Chapitre 12
Marchant dans ma chambre à coucher qui commence à s'assombrir, je tente de calmer cette pression qui s'accroît. Mélanie est partie me préparer le souper, et malgré tous ses mots d'encouragement, je ne peux m'empêcher de douter.
Et pourquoi ai-je les voix du duc lorrain et de cette femme qui me reviennent ?
Jusqu'à ce que je remarque cette petite boîte, noire, trônant sur ma coiffeuse. Je ne l'avais jamais vue auparavant, me semble-t-il.
Intriguée, je la saisis, l'ouvre, et tombe sur un papier, cachant une épingle sertie de pierreries..
« Pardonnez-moi, je désirais vous le remettre en main propre, seulement mon oncle me fit une visite impromptue, et disposait de projets bien différents...
N'ayez de crainte pour votre représentation. Vous brillerez Élisabeth, et tant qu'on en sera tous ébloui ; je n'en doute point.
À ce soir.
J. »
Je serre immédiatement ce mot entre mes doigts, l'amenant contre ma poitrine. Il ne m'oublie point.
Me voyant dans la glace, les larmes me montent, je me saisis du bijou, et le place dans mes cheveux ; il est magnifique. Je me souris, remuée par l'émotion.
Face à tous ces gens, toute la Cour réunie dont le tumulte s'est tu, je lance un regard au maître de musique, plus confiant que je ne le suis.
Je préfère regarder au Roi, assis sur ce splendide fauteuil, attentif.
Il m'a fait confiance, je ne dois pas le décevoir.
Le jeune Louis sur le côté me fait un léger signe, toujours souriant.
Nous sommes dans le merveilleux Salon de la Guerre, où les couleurs du crépuscule magnifient le lieu paré de miroirs. J'étire un léger sourire lorsque je me souviens de ce soir-là, avec Jérôme, où nous dansions à notre gré ; je le revois.
Je me plonge alors dans une révérence gracieuse, puis je m'approche de la harpe fièrement dressée. Je m'y assois, en fermant les yeux, repensant à ses mots : Vous brillerez.

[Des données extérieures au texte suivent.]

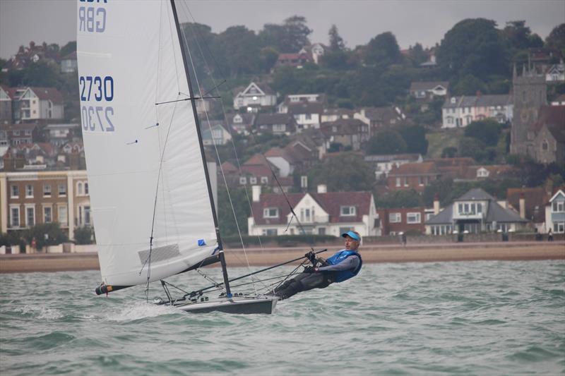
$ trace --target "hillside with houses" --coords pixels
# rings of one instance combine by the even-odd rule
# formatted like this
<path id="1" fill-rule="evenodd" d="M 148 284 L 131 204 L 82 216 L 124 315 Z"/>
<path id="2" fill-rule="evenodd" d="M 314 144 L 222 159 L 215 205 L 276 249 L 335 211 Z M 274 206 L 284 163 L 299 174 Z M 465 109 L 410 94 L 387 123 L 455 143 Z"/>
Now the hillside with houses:
<path id="1" fill-rule="evenodd" d="M 542 40 L 467 19 L 405 49 L 390 32 L 349 47 L 335 25 L 311 41 L 300 16 L 183 28 L 226 235 L 232 212 L 249 236 L 565 232 L 565 24 Z M 93 241 L 76 67 L 74 42 L 0 60 L 4 243 L 54 224 Z"/>

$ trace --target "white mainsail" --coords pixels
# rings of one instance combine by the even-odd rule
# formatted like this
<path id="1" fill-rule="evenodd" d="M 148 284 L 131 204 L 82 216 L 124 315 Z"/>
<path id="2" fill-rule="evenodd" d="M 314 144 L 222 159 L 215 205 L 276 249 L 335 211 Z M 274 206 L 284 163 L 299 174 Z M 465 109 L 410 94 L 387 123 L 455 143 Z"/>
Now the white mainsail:
<path id="1" fill-rule="evenodd" d="M 83 137 L 102 280 L 165 278 L 217 247 L 191 101 L 155 105 L 189 97 L 171 4 L 78 4 Z"/>

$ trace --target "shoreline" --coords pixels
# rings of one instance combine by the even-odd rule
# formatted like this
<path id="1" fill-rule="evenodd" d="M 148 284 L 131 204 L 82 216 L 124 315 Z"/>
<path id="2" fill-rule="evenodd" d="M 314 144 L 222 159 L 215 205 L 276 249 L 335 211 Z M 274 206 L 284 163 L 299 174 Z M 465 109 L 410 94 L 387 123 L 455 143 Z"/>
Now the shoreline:
<path id="1" fill-rule="evenodd" d="M 326 245 L 315 249 L 324 248 Z M 335 245 L 328 248 L 323 257 L 329 257 L 340 249 Z M 241 249 L 228 249 L 226 262 L 230 267 L 245 267 L 248 262 L 249 266 L 268 267 L 299 257 L 307 250 L 306 247 L 248 248 L 245 253 Z M 414 244 L 405 247 L 367 244 L 361 247 L 360 253 L 364 263 L 565 260 L 565 242 Z M 0 255 L 0 274 L 98 269 L 95 253 Z"/>

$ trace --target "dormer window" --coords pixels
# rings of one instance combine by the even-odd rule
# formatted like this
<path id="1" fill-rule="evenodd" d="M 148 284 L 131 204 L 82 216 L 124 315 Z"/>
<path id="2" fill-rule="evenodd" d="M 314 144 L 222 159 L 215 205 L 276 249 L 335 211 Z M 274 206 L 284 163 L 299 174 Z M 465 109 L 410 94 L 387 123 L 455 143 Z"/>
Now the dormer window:
<path id="1" fill-rule="evenodd" d="M 278 218 L 278 207 L 266 207 L 263 210 L 263 218 Z"/>
<path id="2" fill-rule="evenodd" d="M 340 216 L 341 217 L 351 217 L 357 214 L 355 206 L 342 206 L 340 207 Z"/>

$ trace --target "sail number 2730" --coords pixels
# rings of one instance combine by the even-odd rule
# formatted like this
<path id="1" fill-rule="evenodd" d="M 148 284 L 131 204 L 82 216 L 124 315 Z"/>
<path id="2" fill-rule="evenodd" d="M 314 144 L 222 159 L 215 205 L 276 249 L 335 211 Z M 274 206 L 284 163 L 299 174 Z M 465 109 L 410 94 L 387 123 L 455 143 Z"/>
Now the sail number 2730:
<path id="1" fill-rule="evenodd" d="M 95 102 L 97 105 L 83 105 L 81 108 L 83 129 L 90 132 L 114 132 L 114 108 L 107 104 L 114 99 L 114 79 L 86 75 L 78 78 L 81 102 Z M 100 104 L 100 105 L 98 105 Z"/>

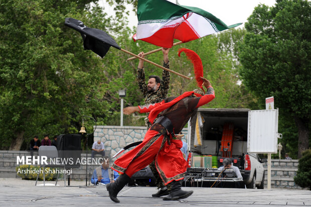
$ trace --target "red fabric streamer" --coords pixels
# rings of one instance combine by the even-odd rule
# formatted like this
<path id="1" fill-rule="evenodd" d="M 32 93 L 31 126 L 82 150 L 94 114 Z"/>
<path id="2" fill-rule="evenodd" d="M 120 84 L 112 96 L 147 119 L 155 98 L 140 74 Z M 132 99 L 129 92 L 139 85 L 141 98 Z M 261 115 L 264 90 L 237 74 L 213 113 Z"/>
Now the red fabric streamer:
<path id="1" fill-rule="evenodd" d="M 203 65 L 201 58 L 194 51 L 186 48 L 180 48 L 178 50 L 178 56 L 179 57 L 181 57 L 180 54 L 183 52 L 186 54 L 187 58 L 190 60 L 193 64 L 195 77 L 198 83 L 198 86 L 203 89 L 202 87 L 203 81 L 201 79 L 201 77 L 203 77 Z"/>

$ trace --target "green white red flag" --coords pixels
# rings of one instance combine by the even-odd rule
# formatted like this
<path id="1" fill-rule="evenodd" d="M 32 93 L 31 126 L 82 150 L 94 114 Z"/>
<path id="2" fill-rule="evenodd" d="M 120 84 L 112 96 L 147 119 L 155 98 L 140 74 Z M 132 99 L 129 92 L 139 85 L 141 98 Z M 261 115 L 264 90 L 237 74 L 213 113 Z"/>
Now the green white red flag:
<path id="1" fill-rule="evenodd" d="M 242 24 L 227 26 L 211 14 L 166 0 L 138 0 L 137 40 L 171 48 L 176 39 L 186 43 Z"/>

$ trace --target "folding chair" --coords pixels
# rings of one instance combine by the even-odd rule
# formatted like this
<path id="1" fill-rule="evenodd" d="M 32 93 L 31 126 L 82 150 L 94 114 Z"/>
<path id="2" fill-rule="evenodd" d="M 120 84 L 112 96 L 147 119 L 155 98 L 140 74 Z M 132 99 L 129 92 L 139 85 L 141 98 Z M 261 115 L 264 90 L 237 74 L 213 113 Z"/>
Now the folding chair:
<path id="1" fill-rule="evenodd" d="M 66 174 L 65 170 L 65 165 L 64 164 L 56 164 L 51 162 L 51 159 L 56 159 L 58 157 L 58 153 L 57 152 L 57 149 L 56 147 L 55 146 L 40 146 L 39 148 L 39 155 L 40 157 L 42 156 L 46 156 L 48 160 L 47 160 L 47 162 L 48 164 L 45 164 L 44 163 L 41 163 L 41 166 L 43 167 L 43 185 L 45 186 L 45 167 L 64 167 L 64 186 L 66 186 Z M 38 181 L 38 179 L 39 178 L 40 173 L 38 173 L 38 176 L 37 176 L 37 179 L 36 180 L 36 183 L 35 185 L 37 185 L 37 182 Z M 57 184 L 57 181 L 58 180 L 58 177 L 59 177 L 59 173 L 57 173 L 57 178 L 56 178 L 56 182 L 55 183 L 55 186 Z"/>

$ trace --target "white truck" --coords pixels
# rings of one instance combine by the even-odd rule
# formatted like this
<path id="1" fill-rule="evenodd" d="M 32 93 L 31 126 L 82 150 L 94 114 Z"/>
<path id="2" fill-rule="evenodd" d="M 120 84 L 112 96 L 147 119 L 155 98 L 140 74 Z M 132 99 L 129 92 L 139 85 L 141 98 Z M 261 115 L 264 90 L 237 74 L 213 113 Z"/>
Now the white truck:
<path id="1" fill-rule="evenodd" d="M 260 159 L 257 153 L 276 152 L 277 138 L 281 138 L 277 132 L 278 112 L 278 109 L 199 108 L 188 123 L 188 150 L 192 163 L 185 185 L 263 189 L 262 163 L 266 159 Z M 228 128 L 231 128 L 231 135 L 225 136 L 229 133 L 226 132 Z M 213 162 L 214 166 L 194 166 L 196 155 L 217 157 L 217 165 Z M 243 180 L 233 176 L 232 170 L 224 171 L 220 177 L 218 168 L 226 157 L 239 167 Z"/>

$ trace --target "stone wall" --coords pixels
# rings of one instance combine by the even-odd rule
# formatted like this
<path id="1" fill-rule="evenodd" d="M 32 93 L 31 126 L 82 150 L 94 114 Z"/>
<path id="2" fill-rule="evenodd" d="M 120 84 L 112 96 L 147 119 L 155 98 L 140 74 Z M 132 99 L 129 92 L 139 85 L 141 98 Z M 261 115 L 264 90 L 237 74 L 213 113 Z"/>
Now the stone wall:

Je me concentre, et débute.
Je suis émue moi-même de la musique, de son harmonie parfaite, j'espère que ses nuances la rendant plus émotionnelle, plairont..

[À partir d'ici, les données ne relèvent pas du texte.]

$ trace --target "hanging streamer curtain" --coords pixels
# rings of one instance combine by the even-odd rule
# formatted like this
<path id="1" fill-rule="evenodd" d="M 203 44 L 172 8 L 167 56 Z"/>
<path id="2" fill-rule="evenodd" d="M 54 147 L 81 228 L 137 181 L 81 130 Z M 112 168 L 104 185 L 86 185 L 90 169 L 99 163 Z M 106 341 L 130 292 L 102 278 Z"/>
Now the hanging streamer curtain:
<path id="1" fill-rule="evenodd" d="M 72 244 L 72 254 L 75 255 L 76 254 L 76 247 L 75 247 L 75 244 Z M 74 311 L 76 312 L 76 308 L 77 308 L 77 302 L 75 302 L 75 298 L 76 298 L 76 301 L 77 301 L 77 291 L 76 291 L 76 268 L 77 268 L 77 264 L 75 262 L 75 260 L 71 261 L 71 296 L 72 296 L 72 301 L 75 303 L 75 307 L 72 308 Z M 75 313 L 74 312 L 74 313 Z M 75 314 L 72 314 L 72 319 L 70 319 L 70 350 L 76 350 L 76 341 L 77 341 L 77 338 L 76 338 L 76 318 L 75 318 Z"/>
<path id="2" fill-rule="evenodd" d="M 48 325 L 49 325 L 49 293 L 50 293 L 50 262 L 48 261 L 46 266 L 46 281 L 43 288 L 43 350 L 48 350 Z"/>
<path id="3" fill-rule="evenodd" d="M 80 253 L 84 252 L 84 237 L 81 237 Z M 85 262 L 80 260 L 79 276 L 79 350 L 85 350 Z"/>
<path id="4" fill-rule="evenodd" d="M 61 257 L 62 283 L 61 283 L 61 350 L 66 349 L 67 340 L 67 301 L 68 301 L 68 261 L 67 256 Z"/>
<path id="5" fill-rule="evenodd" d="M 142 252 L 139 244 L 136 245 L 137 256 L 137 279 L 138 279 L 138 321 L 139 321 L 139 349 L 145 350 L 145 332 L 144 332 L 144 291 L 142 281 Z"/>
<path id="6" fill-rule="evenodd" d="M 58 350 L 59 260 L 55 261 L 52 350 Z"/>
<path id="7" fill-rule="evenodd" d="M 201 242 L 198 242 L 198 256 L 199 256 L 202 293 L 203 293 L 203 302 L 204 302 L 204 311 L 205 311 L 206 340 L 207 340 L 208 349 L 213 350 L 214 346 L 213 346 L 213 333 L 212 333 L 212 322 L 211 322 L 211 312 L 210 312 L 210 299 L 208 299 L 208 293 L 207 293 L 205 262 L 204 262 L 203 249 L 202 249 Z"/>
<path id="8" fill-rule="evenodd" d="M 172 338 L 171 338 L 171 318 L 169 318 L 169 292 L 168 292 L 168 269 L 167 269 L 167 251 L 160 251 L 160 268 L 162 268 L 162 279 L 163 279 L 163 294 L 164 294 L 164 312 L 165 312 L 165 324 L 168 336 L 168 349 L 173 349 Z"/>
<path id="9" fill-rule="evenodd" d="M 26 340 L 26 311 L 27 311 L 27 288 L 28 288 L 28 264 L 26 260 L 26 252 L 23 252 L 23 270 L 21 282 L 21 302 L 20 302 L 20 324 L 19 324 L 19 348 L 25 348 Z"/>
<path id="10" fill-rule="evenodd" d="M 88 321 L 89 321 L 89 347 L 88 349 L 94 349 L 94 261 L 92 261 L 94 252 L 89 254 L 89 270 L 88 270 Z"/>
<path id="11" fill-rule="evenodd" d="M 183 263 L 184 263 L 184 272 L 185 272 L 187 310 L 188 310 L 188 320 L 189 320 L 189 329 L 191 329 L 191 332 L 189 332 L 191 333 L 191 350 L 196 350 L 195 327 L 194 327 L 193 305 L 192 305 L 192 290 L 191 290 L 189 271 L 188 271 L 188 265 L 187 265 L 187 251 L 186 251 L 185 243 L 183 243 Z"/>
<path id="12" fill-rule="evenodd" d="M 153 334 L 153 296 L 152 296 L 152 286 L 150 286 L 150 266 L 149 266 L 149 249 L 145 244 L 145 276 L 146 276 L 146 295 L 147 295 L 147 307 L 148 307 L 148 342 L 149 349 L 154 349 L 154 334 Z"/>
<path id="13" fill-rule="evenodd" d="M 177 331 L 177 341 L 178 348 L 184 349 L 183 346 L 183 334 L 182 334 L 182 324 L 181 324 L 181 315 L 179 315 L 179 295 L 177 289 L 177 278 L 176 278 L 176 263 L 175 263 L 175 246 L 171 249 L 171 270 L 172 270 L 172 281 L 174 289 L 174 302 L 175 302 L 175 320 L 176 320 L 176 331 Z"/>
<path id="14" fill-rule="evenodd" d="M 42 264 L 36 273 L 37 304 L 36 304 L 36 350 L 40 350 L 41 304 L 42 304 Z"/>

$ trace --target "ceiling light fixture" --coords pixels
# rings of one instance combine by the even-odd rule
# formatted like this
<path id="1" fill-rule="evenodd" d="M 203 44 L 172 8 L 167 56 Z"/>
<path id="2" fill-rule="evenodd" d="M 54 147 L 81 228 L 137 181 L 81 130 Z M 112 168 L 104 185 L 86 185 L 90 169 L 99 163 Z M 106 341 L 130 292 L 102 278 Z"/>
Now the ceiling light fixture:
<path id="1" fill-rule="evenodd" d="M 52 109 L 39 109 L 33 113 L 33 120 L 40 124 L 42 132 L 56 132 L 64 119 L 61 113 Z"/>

Je me relève, Lully venant à mes côtés, et, de concert, nous exécutons une nouvelle révérence, sous les applaudissements. Un sentiment inexplicable m'envahit.

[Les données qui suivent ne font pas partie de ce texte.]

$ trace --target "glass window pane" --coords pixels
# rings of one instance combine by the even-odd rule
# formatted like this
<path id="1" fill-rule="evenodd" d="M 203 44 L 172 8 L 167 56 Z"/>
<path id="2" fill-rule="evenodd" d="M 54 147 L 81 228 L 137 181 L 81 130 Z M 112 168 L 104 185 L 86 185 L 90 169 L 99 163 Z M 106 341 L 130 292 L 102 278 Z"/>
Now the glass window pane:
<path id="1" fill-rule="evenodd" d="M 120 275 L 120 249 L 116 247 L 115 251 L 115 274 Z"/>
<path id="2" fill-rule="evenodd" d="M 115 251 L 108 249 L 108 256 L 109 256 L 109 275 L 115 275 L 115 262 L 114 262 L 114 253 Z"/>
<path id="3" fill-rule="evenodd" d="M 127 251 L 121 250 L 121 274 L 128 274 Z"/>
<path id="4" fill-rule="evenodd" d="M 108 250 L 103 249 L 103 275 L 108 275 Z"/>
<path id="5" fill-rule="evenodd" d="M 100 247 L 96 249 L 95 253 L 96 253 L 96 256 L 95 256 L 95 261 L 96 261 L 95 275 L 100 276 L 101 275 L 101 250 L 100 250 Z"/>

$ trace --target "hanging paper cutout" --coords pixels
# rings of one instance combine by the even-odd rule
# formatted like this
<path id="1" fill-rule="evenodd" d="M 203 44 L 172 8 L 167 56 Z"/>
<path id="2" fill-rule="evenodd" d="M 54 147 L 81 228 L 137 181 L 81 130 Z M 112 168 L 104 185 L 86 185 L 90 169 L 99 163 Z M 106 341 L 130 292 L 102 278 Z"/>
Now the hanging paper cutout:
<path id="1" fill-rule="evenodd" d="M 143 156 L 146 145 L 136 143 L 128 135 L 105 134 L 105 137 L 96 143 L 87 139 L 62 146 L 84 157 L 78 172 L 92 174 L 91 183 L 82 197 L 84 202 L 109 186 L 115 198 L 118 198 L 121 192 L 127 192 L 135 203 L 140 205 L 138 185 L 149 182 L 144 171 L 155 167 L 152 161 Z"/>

On nous félicite, complimente, on ne cesse d'applaudir, et surtout : ce regard, presque semblable à celui de mon père quelques années plus tôt.
Le regard du Roi. Il paraît me dire : « j'ai eu raison de vous faire confiance. »
C'est inestimable.
Du bout des lèvres, j'articule un « merci ».
— Comment ce délicieux morceau se nomme-t-il ? s'enquit-il.
— Le Soleil chassant les Ténèbres, Votre Majesté, répond le virtuose expérimenté.
Il acquiesce, empli d'une fierté fréquente, qui lui sied.
Ce torrent émotionnel tari, je me hâte de retrouver mon meilleur ami, avec qui je suis venue.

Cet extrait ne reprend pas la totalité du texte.